Based on available data, the World Health Organisation recently revised and reduced its recommended pollution exposure limits, yet most of the world’s population live in areas which breach these recommendations. Over the next few years, the research findings could help inform national policy measures to reduce air pollution at scale, and the resulting harm to our brain health.

With no treatments currently available in the UK that can slow or stop the onset of dementia, the charities say that taking action to better understand and reduce risk factors like air pollution is vital.

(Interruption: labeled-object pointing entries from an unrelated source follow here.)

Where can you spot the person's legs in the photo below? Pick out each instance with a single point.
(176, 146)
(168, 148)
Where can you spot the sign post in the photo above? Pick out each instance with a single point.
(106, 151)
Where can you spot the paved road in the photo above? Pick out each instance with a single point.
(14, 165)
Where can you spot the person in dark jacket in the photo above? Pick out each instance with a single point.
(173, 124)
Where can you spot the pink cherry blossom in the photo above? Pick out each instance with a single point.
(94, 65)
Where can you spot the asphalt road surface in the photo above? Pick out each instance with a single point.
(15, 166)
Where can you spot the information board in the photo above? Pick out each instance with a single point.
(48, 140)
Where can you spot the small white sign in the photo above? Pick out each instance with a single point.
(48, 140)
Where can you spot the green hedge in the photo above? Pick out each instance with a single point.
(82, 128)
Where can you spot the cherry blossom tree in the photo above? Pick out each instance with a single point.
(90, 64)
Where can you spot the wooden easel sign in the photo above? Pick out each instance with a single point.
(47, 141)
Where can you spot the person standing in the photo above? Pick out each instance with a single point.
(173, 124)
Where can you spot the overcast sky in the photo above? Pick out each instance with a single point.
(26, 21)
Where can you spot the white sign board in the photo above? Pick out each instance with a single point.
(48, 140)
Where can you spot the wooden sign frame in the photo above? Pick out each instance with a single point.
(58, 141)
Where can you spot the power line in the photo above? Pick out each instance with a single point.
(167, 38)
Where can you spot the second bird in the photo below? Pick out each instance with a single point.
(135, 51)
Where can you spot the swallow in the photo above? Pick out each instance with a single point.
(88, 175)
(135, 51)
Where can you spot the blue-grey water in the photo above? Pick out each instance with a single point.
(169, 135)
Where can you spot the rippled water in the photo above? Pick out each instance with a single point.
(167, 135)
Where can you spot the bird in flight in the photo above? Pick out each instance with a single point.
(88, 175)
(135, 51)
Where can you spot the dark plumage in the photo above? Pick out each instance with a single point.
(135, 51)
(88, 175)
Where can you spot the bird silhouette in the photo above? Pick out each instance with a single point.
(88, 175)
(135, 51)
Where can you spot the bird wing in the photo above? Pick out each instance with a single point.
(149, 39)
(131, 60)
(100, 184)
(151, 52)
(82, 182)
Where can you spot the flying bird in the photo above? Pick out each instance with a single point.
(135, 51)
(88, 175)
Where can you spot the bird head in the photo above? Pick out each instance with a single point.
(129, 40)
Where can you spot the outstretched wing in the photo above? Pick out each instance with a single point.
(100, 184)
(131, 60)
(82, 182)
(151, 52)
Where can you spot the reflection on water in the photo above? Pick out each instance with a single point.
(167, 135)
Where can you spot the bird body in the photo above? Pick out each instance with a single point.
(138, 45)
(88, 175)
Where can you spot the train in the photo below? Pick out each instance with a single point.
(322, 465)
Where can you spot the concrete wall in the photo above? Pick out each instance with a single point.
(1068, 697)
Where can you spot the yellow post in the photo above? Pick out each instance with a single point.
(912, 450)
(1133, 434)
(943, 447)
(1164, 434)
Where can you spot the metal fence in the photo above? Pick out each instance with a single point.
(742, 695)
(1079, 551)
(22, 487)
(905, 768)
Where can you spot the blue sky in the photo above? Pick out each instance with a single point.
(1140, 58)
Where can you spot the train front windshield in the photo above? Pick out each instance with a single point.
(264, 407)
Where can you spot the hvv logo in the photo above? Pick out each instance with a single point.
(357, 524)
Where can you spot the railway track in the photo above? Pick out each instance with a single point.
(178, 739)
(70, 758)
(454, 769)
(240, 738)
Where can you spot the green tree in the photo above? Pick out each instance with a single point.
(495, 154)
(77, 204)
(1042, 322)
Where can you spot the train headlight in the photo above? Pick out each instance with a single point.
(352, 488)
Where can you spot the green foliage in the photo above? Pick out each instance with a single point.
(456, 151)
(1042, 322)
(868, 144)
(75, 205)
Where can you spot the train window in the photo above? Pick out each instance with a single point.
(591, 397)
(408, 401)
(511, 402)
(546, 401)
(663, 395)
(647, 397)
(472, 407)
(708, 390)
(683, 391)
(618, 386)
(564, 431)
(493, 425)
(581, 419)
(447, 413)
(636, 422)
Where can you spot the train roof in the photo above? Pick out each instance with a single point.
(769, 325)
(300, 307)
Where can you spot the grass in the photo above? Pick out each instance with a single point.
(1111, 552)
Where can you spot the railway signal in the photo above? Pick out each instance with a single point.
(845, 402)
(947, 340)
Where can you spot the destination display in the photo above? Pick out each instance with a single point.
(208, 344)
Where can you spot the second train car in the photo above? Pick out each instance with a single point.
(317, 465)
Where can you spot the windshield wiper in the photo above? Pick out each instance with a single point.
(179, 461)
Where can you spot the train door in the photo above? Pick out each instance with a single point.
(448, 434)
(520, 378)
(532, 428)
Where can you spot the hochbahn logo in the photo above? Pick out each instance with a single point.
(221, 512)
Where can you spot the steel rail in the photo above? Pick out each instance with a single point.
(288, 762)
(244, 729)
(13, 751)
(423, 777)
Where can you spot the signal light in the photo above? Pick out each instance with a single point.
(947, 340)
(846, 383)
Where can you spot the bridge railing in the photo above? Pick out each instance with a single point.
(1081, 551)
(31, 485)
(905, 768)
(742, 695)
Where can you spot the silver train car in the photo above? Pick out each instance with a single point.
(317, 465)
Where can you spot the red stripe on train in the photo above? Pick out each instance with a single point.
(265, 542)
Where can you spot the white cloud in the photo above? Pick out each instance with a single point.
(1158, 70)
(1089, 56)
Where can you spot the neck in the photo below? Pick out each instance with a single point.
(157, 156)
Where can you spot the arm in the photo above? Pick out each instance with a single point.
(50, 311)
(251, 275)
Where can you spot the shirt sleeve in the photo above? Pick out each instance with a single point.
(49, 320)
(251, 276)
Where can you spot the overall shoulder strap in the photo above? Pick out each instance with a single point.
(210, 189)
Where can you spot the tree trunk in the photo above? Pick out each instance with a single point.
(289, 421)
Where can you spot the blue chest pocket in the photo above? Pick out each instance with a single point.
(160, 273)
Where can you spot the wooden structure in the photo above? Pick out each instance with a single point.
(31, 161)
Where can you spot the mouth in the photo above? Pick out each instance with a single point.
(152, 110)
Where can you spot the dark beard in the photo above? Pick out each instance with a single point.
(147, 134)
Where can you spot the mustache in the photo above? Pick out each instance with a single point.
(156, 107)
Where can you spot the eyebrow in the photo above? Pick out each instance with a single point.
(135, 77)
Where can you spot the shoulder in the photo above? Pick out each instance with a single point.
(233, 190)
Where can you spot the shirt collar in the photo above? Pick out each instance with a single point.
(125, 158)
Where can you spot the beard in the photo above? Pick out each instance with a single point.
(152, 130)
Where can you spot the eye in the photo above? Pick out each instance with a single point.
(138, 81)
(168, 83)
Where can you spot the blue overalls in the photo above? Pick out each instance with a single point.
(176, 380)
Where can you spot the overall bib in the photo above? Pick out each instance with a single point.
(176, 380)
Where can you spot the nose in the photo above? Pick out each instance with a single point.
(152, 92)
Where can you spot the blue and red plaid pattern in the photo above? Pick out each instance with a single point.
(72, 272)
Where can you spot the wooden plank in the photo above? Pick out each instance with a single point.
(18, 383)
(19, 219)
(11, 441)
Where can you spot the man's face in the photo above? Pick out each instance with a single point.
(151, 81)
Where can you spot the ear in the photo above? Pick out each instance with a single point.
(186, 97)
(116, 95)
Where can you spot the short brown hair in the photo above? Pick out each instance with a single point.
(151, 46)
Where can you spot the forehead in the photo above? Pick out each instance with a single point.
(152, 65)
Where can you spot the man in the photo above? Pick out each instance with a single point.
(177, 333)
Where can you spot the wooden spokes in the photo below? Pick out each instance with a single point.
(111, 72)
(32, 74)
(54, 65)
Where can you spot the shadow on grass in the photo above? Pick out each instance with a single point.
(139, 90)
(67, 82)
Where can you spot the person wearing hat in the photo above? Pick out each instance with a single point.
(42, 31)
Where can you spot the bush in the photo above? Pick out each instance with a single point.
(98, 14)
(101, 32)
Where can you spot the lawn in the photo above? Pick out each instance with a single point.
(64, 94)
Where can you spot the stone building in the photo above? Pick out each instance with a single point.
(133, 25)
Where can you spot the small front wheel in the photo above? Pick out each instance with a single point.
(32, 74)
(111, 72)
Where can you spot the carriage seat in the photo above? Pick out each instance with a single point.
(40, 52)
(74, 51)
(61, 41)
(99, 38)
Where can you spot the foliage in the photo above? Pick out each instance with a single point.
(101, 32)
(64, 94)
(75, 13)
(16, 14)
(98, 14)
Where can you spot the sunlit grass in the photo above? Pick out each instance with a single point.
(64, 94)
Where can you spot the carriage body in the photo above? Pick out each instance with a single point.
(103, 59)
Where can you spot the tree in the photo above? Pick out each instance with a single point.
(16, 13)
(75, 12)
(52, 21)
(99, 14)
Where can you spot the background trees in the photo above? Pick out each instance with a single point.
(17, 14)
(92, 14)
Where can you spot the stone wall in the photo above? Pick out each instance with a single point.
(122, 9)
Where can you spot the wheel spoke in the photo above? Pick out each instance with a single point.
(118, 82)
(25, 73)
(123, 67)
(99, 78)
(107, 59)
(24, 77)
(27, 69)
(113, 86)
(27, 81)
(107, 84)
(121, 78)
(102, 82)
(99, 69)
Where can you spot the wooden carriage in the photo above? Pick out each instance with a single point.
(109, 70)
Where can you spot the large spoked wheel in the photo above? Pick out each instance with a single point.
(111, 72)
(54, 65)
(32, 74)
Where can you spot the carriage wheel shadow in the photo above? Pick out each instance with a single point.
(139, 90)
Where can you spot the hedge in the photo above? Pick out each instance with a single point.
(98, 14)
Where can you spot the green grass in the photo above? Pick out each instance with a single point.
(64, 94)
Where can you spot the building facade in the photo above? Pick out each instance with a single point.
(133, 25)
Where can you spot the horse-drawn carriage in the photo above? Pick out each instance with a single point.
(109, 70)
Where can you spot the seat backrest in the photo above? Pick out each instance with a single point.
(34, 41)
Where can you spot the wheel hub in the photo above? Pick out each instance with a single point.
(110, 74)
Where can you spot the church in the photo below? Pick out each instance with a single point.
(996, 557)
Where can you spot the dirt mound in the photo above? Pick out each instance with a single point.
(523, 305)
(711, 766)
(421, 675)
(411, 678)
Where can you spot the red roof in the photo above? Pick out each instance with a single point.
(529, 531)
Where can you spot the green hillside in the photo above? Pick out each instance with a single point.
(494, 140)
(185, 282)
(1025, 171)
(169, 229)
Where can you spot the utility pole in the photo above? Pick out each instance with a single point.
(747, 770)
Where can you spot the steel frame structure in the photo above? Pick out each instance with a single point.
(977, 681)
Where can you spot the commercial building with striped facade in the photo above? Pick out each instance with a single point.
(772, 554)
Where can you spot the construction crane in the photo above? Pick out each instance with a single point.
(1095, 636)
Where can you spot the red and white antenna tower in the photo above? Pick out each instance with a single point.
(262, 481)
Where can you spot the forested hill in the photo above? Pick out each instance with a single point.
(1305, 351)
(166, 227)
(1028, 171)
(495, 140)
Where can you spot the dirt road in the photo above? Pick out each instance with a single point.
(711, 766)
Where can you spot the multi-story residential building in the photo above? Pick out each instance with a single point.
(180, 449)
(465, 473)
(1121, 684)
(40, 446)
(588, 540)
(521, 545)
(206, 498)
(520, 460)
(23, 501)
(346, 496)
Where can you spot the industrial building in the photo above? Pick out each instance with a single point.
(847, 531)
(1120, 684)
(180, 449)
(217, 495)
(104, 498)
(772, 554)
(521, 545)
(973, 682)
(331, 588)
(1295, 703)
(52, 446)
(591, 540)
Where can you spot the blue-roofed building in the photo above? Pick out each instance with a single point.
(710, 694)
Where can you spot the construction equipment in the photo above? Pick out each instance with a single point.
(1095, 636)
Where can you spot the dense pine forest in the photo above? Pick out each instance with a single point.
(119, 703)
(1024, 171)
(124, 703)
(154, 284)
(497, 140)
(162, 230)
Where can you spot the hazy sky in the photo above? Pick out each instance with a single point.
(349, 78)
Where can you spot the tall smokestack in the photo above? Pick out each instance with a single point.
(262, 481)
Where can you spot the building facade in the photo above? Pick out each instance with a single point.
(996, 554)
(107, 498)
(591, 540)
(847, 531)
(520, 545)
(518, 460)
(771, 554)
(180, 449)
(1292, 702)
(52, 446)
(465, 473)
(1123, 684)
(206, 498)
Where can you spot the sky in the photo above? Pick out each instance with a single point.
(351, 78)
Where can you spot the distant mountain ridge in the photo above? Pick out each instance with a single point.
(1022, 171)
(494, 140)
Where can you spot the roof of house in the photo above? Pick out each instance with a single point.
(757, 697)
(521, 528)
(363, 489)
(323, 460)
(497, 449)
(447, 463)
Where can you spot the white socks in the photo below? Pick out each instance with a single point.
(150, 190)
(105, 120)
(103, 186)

Dr Susan Mitchell, Head of Policy at Alzheimer’s Research UK:

“Over 1.2 million people in the UK will have dementia by 2040, shockingly, that’s 30% more than the number of people living with the condition today. Now more than ever, it is vital that we invest in research that will help us to better understand what causes the condition.

“As individuals, there is little we can do about the air we breathe, so we need Government action to tackle poor air quality. We’re really proud that, for the first time, we’re funding a project that we believe will go far to uncover what is really happening in our brains when we are exposed to certain types of air pollution.”

Dr Brooks will also be part of the RAD Fellowship Programme, an international development scheme for the most promising dementia researchers, exposing them to high-performance cultures found in Formula 1 and innovative technology companies. The aim is to maximise the academic and personal potential of each RAD Fellow, allowing them to fast-track dementia research, becoming leaders in their field.